We just got Adam Levin's new book The Instructions today, and I'm happy to say that it has a hold list - meaning there's a queue of people waiting to read it, and here I was about to write off Lexington's reading population as a bunch of blue-haired, middle-aged women looking for softcore bestiality porn - I mean, erm, paranormal romance. Sorry. Sorry.
The Instructions is published by McSweeney's:

Beginning with a chance encounter with the beautiful Eliza June Watermark and ending, four days and 900 pages later, with the Events of November 17, this is the story of Gurion Maccabee, age ten: a lover, a fighter, a scholar, and a truly spectacular talker. Expelled from three Jewish day-schools for acts of violence and messianic tendencies, Gurion ends up in the Cage, a special lockdown program for the most hopeless cases of Aptakisic Junior High. Separated from his scholarly followers, Gurion becomes a leader of a very different sort, with righteous aims building to a revolution of troubling intensity.

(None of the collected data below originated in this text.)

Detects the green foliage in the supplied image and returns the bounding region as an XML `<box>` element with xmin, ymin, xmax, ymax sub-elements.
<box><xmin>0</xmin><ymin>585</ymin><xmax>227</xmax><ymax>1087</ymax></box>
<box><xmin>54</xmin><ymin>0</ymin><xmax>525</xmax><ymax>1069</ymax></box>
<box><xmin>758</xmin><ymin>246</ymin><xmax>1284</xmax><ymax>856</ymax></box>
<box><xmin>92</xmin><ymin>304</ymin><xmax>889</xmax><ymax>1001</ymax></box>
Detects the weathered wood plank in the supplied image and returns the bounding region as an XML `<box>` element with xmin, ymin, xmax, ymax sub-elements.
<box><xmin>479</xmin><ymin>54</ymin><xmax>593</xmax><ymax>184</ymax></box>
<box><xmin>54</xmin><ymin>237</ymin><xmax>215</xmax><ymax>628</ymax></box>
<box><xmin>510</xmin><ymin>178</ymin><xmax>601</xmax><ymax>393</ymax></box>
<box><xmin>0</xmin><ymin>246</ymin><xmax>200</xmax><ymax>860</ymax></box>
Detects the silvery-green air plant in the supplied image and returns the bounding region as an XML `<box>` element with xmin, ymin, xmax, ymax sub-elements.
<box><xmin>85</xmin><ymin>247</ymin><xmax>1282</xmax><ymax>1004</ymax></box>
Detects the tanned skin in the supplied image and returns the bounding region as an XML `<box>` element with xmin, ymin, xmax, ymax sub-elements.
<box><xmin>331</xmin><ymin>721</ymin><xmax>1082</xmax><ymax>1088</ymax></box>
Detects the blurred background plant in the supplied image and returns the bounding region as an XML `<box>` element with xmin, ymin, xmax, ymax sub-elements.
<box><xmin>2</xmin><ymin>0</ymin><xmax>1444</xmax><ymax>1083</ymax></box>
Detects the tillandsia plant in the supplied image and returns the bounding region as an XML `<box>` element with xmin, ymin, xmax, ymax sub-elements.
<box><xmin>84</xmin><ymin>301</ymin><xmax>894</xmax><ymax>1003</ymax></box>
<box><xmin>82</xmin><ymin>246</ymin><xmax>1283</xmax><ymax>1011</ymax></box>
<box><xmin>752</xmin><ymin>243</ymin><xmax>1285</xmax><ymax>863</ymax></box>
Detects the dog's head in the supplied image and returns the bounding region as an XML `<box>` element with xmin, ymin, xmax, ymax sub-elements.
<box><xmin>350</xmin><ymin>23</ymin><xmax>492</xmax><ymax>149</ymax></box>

The Instructions is an absolutely singular work of fiction by an important new talent. Combining the crackling voice of Philip Roth with the encyclopedic mind of David Foster Wallace, Adam Levin has shaped a world driven equally by moral fervor and slapstick comedy—a novel that is muscular and exuberant, troubling and empathetic, monumental, breakneck, romantic, and unforgettable.